Philippine Supreme Court Jurisprudence


Philippine Supreme Court Jurisprudence > Year 1963 > March 1963 Decisions > G.R. No. L-18748 March 30, 1963 - LUCENA VALENZUELA v. FELICISIMO BALAYO:




PHILIPPINE SUPREME COURT DECISIONS

EN BANC

[G.R. No. L-18748. March 30, 1963.]

LUCENA VALENZUELA, Plaintiff-Appellee, v. FELICISIMO BALAYO, Defendant-Appellant.

Rodolfo Carandang for Plaintiff-Appellee.

Bonot, Falcon & Cajot, for Defendant-Appellant.


SYLLABUS


1. APPEAL; PENDENCY OF APPEAL IN COURT OF FIRST INSTANCE; NOTICE TO PARTIES VALID. — Section 7, Rule 40 of the Rules of Court, which governs appeals from justice of the peace courts to courts of first instance, expressly provides that notice of the pendency of the appeal should be given to the parties. This provision can not be interpreted to mean that the notice would be valid only if given to the lawyers of the parties (Ortiz v. Mania 93 Phil., 317 June 2, 1953.)


D E C I S I O N


DIZON, J.:


Appeal from an order of the Court of First Instance of Camarines Sur denying Felicisimo Balayo’s motion to annul and set aside its order declaring him in default and the judgment subsequently rendered against him in Civil Case No. 3753.

In the Justice of the Peace Court of Sipocot, Camarines Sur, appellee Lucena Valenzuela filed an action for forcible entry against appellant. After trial said court rendered judgment against the latter, who appealed therefrom in due time to the Court of First Instance of said province. On April 13, 1957, notice of the docketing of the case on appeal (Civil Case No. 3753) was sent by the Deputy Clerk of said court to the parties by registered mail. Appellant received this notice on April 27 of the same year.

Four months later, that is, on August 20, 1957, appellee filed a motion to declare appellant in default and on August 24, 1957 the Court granted the same, and after receiving appellee’s evidence rendered judgment in her favor on October 28, 1957.

On December 7, 1957 appellant filed a motion to set aside the order of default and the judgment, and to allow him to present his evidence, claiming that the notice mentioned heretofore should have been served not on him but on his attorney, who filed the notice of appeal, and that no proof of such service was presented to the Court.

On February 20, 1958, the Court issued the appealed order.

Appellant raises the same issues in the five assignment of errors submitted in his brief. After considering the facts obtaining in this case and the law applicable thereto, we find his contentions to be untenable.

In the first place, the record discloses that although appellant received notice of the appealed case from the deputy clerk of the lower court on April 27, 1957, he not only failed to file his answer to the complaint within the reglementary period of fifteen (15) days but filed his motion for relief from the order of default only on December 7, 1957, and the same was not under oath nor accompanied with supporting affidavits of merits.

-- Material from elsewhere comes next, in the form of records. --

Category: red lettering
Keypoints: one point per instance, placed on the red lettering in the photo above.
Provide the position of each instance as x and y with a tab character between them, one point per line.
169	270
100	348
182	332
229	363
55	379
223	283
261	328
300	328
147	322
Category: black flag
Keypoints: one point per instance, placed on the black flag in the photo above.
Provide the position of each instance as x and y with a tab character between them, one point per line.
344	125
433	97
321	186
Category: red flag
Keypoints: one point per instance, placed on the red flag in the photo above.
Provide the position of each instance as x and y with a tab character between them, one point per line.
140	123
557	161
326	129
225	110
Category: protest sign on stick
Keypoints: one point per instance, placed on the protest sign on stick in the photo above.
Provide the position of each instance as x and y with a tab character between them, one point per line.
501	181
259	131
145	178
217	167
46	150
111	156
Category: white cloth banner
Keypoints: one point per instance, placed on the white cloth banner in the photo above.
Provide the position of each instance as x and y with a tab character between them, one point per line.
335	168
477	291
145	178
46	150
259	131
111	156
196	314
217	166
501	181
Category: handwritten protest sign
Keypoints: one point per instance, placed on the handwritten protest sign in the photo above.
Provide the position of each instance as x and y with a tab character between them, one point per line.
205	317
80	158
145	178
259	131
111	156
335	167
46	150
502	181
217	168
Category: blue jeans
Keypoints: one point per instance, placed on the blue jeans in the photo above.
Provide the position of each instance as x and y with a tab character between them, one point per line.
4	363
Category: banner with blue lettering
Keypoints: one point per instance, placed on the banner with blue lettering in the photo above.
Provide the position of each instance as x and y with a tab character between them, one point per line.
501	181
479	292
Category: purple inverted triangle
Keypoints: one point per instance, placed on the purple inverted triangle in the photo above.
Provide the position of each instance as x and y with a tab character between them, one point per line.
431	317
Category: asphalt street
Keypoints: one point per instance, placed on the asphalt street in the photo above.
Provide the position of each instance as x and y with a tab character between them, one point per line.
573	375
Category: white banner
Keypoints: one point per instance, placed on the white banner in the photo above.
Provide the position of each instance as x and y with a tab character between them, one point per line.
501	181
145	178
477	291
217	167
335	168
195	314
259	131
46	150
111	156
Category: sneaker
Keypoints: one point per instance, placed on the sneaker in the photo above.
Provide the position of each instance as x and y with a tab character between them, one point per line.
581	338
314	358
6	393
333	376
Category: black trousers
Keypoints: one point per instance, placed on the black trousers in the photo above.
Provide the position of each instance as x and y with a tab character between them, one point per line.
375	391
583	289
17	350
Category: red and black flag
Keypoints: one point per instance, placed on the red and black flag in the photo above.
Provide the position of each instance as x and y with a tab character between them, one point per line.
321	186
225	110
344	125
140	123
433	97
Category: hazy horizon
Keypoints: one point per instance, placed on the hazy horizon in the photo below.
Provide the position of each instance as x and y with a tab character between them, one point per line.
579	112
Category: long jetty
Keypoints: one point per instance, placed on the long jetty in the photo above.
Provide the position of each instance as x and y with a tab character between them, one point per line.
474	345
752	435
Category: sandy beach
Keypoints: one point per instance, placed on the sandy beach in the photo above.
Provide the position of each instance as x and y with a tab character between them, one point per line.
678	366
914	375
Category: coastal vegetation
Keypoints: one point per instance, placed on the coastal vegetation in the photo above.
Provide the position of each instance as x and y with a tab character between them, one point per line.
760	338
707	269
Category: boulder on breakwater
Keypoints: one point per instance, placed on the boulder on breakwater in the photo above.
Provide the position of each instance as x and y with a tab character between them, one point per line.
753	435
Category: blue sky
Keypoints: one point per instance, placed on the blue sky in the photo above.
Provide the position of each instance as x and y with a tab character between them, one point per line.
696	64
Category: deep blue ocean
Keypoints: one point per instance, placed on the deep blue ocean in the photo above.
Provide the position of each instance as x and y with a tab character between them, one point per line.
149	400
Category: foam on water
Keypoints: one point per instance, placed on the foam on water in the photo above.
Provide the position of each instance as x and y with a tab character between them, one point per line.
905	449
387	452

In the second place, the service of the notice mentioned heretofore on appellant himself instead of on the lawyer who filed, in his behalf, in the Justice of the Peace Court the corresponding notice of appeal was regular and in accordance with our decision in Ortiz v. Mania, G.R. No. L-5147, June 2, 1953, where we held:jgc:chanrobles.com.ph

"In his second assignment of error appellant claims that no legal notice of the pendency of the action in the Court of First Instance was given him, because the notice was given to him and not to his attorneys. But the trial court found that the attorneys who perfected appellant’s appeal from the justice of the peace court were his lawyers only for that purpose, i.e., to perfect the appeal. . . . Appellant’s claim is, therefore, not justified by the facts.

"But assuming, for the sake of argument, that said attorneys were, from the time they perfected defendant’s appeal, the defendant’s lawyers, Section 7 of Rule 40, which governs appeals from justice of the peace courts to Courts of First Instance, expressly provides that notice of the pendency of the appeal be given to the parties. This provision, being express and specific, can not be interpreted to mean that the notice can be given to the lawyer alone. The reason for this provision for notification of parties, and not of the lawyers, lies in the fact that on an appeal from an inferior court, only the complaint in the justice of the peace court is deemed reproduced, and the proceeding immediately following the filing of the complaint is the summoning of the defendant. Instead, however, of being summoned, he is only personally notified because he is already within the court’s jurisdiction, the notice taking the place of the summons."cralaw virtua1aw library

IN VIEW OF ALL THE FOREGOING, the order appealed from is affirmed, with costs.

Bengzon, C.J., Padilla, Bautista Angelo, Labrador, Concepcion, Reyes, J.B.L., Barrera, Paredes, Regala and Makalintal, JJ., concur.